Они заулыбались и снова забормотали. Падре потерял терпение.
— Берите, берите свои рюмки, садитесь со мной, выпьем, пока я не ушел. Закуска мне не нужна; просто немного побуду с вами, пережду плохую погоду и пойду. Но дождь уже кончился; один Бог решает, когда его включить, когда выключить. Такси мне не нужно.

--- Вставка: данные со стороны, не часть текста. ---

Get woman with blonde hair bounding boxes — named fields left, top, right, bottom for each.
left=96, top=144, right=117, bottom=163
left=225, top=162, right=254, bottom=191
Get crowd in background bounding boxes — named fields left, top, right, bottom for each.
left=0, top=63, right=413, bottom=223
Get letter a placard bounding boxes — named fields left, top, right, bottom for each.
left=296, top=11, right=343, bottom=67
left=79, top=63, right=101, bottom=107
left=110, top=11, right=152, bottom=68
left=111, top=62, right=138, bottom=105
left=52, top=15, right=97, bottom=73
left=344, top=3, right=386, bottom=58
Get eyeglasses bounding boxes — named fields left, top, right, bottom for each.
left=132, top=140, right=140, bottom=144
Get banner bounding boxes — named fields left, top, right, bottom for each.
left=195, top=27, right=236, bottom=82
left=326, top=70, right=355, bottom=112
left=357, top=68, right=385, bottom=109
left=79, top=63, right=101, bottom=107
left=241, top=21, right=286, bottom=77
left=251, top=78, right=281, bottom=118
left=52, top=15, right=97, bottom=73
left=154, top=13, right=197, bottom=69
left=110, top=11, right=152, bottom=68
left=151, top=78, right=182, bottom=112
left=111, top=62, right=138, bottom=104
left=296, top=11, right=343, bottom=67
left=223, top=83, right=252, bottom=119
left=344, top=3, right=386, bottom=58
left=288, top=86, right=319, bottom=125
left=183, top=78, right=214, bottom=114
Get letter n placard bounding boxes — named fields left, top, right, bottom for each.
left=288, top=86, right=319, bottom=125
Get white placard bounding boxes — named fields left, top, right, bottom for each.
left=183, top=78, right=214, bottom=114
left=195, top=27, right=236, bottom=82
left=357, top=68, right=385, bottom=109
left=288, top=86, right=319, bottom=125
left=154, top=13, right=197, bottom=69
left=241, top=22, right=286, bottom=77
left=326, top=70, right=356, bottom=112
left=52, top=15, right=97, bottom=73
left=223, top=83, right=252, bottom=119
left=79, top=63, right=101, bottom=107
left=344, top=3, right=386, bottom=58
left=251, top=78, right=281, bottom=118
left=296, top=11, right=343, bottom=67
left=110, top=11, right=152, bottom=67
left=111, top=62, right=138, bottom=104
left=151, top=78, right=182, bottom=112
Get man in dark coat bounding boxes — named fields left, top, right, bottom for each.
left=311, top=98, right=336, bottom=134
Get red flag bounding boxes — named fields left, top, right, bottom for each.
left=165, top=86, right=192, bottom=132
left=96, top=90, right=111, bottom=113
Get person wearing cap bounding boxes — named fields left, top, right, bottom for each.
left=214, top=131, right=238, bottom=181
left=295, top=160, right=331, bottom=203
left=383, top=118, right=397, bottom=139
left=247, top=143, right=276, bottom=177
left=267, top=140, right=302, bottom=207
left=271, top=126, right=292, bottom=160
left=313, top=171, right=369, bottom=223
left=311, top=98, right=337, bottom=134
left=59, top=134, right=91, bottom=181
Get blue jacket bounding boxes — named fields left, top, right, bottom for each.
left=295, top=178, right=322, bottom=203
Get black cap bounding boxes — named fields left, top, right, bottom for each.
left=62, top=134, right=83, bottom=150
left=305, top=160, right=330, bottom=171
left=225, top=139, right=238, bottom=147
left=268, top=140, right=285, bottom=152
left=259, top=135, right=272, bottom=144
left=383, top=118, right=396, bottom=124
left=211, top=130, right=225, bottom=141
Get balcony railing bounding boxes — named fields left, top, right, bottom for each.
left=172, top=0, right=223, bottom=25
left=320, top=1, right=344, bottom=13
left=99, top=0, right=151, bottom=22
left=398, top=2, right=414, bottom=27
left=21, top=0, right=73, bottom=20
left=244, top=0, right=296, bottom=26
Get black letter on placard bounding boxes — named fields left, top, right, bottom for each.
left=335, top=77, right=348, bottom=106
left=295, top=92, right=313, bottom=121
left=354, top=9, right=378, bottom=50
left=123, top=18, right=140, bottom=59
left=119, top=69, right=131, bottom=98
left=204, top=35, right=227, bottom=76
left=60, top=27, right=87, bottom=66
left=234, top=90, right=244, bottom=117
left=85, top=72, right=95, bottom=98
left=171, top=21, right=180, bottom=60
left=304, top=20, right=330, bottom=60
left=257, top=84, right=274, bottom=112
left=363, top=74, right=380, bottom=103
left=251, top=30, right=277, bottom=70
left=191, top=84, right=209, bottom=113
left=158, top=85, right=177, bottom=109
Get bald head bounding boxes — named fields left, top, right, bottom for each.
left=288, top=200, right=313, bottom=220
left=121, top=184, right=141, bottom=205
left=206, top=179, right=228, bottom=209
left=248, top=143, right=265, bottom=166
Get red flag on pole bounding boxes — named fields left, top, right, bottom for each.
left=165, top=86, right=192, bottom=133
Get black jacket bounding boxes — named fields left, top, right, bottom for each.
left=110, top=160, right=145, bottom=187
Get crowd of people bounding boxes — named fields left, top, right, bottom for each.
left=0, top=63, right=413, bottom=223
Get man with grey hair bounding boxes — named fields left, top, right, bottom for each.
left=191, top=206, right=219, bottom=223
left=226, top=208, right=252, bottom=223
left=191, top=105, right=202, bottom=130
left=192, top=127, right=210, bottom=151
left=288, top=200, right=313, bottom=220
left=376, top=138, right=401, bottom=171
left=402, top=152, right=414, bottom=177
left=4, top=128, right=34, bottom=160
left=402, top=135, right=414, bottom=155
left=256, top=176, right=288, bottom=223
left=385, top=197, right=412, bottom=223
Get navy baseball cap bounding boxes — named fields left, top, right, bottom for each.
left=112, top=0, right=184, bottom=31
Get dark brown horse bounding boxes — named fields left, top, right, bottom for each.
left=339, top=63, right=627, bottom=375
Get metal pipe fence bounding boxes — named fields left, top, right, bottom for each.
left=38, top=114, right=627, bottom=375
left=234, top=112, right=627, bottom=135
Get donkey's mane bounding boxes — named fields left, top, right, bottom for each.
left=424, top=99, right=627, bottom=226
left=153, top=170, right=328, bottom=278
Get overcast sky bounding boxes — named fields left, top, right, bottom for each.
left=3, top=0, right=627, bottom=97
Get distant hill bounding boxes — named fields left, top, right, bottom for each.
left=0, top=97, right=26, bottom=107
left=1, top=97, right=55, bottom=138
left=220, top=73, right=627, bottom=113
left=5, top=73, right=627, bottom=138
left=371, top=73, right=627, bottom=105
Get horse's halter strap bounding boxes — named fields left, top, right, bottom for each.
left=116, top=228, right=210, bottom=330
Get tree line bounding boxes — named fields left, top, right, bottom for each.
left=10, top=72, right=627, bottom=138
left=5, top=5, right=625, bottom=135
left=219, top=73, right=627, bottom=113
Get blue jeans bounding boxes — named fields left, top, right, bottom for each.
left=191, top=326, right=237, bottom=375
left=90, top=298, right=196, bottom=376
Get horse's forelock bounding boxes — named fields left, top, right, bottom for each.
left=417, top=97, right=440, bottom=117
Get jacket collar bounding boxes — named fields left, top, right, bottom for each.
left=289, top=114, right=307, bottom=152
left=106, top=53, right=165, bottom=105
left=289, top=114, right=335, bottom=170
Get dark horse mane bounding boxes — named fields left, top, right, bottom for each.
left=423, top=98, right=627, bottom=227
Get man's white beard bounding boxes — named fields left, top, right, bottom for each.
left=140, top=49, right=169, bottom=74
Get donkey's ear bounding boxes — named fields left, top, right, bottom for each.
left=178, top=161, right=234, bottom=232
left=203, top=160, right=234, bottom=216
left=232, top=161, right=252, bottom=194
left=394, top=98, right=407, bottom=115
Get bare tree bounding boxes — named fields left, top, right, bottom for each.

— Не говорите так, падре, даже не заикайтесь о том, чтобы уйти, не отведав того, что одни мы умеем готовить. Ведь мы в первый раз за долгие годы готовили с душой, потому что нам этого хотелось, доставляло удовольствие. Мы бы рады вас уважить. Но сесть и выпить с вами — это не для нас. Мы к этому не привыкли. Мы только готовим еду, падре, и дожидаемся праведного сна.
Говоря это, они еще плотнее обступили падре. И зашептали еще тише, почти беззвучно. Исповедь.
— Но вы и представить себе не можете, как мы устали от этого, падре.